Öyle bir mahkeme yargılıyor ki beni, delil veya savunma yerine Hazreti Musa gibi Tur dağından kucağımda ilahi 10 Emir’i getirsem bile aldırış etmeyecekler. Hazreti Cebrail nüzul etse, onu da tutuklamaya kalkışabilirler…
Mahkemeyi etkileyecek kaynağı biliyorum, ama o merciye seslenmeyi de ilk duruşmadan beri zül saydım, zül sayıyorum.
“ONUN ZULMÜYLE HAPİS YATMAYI LÜTFÜYLE BIRAKILMAYA TERCİH EDERİM”
Onun lütfuyla zindandan çıkmaktansa, onun zulmüyle hapis yatmayı tercih ediyorum. Benim için şereftir, iftihar kaynağıdır.
Herkes bir kere daha bilsin ve duysun; bu politik bir dava.

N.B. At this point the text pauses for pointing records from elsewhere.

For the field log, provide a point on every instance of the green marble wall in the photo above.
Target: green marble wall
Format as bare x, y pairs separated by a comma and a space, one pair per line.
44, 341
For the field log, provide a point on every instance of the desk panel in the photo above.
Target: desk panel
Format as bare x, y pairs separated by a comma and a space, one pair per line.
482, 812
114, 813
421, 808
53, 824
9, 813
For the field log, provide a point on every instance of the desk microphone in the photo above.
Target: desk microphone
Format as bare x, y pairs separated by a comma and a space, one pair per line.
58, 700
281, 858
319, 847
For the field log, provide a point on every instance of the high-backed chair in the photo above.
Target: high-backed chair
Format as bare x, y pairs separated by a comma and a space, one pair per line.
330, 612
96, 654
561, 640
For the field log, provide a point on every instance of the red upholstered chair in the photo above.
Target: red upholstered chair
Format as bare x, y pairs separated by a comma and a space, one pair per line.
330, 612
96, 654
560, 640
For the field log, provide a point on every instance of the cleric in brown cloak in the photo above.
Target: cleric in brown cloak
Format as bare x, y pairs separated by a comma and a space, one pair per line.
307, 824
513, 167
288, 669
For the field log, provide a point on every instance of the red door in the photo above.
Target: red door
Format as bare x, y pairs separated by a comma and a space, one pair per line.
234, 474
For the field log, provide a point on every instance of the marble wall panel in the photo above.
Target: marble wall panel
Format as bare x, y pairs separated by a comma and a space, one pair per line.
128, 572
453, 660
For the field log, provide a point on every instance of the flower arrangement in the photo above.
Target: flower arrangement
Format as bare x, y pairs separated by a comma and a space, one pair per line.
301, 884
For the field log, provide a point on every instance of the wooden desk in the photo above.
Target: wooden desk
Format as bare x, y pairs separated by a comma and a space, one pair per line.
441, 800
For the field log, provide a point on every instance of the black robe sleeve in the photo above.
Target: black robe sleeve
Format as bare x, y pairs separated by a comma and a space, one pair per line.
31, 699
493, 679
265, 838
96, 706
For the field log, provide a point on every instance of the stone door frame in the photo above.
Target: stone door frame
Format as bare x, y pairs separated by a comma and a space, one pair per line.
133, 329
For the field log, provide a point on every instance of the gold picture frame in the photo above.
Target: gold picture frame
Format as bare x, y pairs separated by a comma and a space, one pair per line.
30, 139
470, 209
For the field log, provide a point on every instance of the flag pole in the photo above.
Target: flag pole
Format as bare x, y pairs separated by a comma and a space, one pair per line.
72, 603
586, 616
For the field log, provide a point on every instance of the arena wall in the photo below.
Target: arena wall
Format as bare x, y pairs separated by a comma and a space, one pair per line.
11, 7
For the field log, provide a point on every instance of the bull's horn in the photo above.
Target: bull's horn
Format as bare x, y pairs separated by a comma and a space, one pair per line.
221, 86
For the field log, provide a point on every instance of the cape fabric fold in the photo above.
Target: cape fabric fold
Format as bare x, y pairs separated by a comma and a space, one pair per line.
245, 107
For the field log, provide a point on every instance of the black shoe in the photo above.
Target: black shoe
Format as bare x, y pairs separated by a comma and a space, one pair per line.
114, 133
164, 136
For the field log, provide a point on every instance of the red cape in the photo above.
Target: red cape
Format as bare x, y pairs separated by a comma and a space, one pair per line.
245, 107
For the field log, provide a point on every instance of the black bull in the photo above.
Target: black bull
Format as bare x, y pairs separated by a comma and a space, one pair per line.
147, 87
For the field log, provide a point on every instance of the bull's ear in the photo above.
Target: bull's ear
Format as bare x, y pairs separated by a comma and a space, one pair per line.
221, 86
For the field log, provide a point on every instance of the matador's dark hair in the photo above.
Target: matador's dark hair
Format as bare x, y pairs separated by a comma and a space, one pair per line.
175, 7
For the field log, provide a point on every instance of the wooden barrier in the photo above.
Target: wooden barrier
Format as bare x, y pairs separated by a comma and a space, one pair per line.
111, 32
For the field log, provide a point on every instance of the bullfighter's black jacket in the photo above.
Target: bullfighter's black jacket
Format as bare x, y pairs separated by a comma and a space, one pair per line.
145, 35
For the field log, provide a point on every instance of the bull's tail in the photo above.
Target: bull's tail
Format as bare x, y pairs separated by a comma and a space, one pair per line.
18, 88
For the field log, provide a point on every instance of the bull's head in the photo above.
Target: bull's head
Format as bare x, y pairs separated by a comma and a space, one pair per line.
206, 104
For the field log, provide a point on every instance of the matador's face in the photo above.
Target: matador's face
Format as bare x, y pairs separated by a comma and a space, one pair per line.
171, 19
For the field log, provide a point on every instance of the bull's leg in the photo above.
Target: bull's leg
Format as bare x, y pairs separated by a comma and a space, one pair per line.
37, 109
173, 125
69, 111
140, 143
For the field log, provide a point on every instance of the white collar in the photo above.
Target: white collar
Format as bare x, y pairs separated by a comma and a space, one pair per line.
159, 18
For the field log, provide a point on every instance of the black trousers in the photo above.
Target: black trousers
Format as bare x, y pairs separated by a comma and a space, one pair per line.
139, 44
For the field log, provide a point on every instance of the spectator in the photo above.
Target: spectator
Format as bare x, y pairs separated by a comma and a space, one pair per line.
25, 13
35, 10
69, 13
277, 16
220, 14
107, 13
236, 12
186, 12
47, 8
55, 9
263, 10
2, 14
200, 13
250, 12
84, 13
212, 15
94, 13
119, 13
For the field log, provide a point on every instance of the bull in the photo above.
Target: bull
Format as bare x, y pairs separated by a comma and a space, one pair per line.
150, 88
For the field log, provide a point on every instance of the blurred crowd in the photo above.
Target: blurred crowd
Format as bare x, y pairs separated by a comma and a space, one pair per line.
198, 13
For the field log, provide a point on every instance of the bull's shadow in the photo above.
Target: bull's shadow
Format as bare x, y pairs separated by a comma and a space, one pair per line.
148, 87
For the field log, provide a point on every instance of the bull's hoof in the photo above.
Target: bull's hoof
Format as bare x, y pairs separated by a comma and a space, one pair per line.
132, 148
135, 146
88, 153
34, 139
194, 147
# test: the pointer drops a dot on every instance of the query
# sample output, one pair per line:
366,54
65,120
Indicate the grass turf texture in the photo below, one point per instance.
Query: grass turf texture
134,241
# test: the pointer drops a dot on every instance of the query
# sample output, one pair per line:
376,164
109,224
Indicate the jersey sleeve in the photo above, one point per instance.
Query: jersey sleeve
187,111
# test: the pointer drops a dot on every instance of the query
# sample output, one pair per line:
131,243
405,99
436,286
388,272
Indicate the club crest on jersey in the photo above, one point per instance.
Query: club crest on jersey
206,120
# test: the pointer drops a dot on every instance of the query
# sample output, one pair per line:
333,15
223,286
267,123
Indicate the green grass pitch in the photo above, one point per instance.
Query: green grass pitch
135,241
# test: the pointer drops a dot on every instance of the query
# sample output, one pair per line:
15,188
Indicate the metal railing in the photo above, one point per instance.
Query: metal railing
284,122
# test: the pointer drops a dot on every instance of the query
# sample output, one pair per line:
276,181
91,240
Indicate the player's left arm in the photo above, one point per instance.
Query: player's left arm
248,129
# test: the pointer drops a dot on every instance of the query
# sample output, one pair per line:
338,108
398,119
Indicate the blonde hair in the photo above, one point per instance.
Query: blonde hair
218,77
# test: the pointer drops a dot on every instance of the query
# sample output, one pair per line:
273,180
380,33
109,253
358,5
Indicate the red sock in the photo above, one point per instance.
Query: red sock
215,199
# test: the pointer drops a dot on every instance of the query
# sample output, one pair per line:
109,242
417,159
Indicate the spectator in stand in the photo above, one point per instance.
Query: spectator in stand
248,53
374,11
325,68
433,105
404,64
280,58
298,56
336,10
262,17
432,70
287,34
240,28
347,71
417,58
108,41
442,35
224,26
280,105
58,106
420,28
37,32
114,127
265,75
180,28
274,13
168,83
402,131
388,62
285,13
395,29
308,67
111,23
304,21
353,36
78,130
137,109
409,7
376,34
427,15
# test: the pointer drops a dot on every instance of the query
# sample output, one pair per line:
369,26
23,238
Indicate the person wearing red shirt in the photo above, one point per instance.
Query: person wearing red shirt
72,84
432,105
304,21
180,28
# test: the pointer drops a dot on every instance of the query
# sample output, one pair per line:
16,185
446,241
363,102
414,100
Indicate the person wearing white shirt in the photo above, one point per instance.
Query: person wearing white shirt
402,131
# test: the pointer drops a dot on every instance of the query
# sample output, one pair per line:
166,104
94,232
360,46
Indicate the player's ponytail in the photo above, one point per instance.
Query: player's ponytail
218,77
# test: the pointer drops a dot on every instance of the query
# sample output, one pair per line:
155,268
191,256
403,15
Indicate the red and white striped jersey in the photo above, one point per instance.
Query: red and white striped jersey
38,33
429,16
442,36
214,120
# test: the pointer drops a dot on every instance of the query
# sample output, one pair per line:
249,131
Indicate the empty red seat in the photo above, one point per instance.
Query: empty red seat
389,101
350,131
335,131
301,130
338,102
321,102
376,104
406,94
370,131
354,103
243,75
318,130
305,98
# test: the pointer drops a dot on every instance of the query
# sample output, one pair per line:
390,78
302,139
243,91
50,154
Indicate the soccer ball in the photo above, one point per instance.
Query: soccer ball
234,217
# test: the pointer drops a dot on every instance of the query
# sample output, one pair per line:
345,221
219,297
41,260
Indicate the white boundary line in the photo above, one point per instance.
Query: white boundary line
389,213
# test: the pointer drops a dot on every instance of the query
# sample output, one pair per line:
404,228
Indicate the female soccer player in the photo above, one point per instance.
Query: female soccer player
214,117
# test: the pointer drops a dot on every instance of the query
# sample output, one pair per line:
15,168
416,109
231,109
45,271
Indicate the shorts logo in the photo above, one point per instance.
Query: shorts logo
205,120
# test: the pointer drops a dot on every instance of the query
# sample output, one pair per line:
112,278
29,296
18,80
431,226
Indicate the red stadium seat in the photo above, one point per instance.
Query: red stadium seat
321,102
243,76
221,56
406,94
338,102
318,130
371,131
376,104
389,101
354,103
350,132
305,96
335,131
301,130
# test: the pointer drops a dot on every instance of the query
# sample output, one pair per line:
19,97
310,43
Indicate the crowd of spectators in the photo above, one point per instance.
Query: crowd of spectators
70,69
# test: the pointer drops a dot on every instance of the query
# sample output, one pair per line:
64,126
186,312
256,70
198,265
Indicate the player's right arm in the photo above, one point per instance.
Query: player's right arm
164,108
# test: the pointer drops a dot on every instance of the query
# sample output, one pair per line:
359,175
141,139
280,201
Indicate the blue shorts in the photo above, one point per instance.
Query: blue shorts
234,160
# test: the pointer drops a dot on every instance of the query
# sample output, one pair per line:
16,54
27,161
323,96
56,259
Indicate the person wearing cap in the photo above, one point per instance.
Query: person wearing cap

Aslı astarı olmayan, hukuksuz, gülünç, maskara bir dosya…
-Burada cürümler değil niyetler,
-Kesin eylemler değil fikirler,
-Maddi suç delilleri değil, siyasi pozisyonlar yargılanıyor…
Bana ağır müebbet verebilirler ama hukuken mahkum ve daha önemlisi mahcup edemezler. Hapiste tutabilirler ama inandırıcı bir suç isnad edemezler.
“ÖLDÜREBİLİRLER AMA ASLA UTANDIRAMAZLAR”
Bu zindanda beni öldürebilirler ama asla utandıramazlar.
Suç delili diye ortaya konulan şeyleri ben gururla sahipleniyorum. Evet, ben Zaman gazetesinde yazdım; evet, savcının suç delili diye üç yıl aradan sonra dosyaya iliştirdiği yazıları ben yazdım. Hiç pişman değilim. Kalemimin hakkını verdim; yolsuzluğu alkışlamadım, hırsızlığı çikolataya bulayıp hazmetmedim, zalimlere yağ çekmedim, görmezden gelmedim…
Evet, ben Ahmet Turan Alkan; Zaman yazarıyım, muhalifim. Evet, vaktiyle iktidarın canını sıktım, hâlâ da başını ağrıtıyorum anladığıma göre…
“BOĞAZIMI KESEN BIÇAĞI YALAMAYACAĞIM”
Boğazımı kesen bıçağı yalamayacağım. Zalimden af dilemeyeceğim. Siyasetin memurlarına ‘n’oolur beni tahliye edin’ diye yalvarmayacağım.
Hürriyete, temel insan haklarına ve demokrasiye inanan vicdanlara hitap ediyorum. Beni ve bizleri yakından tanımadığınız halde, haklı mücadelemizde yanımızda durup desteklediğiniz için kendim ve ailem adına sizlere çok teşekkür ediyorum.”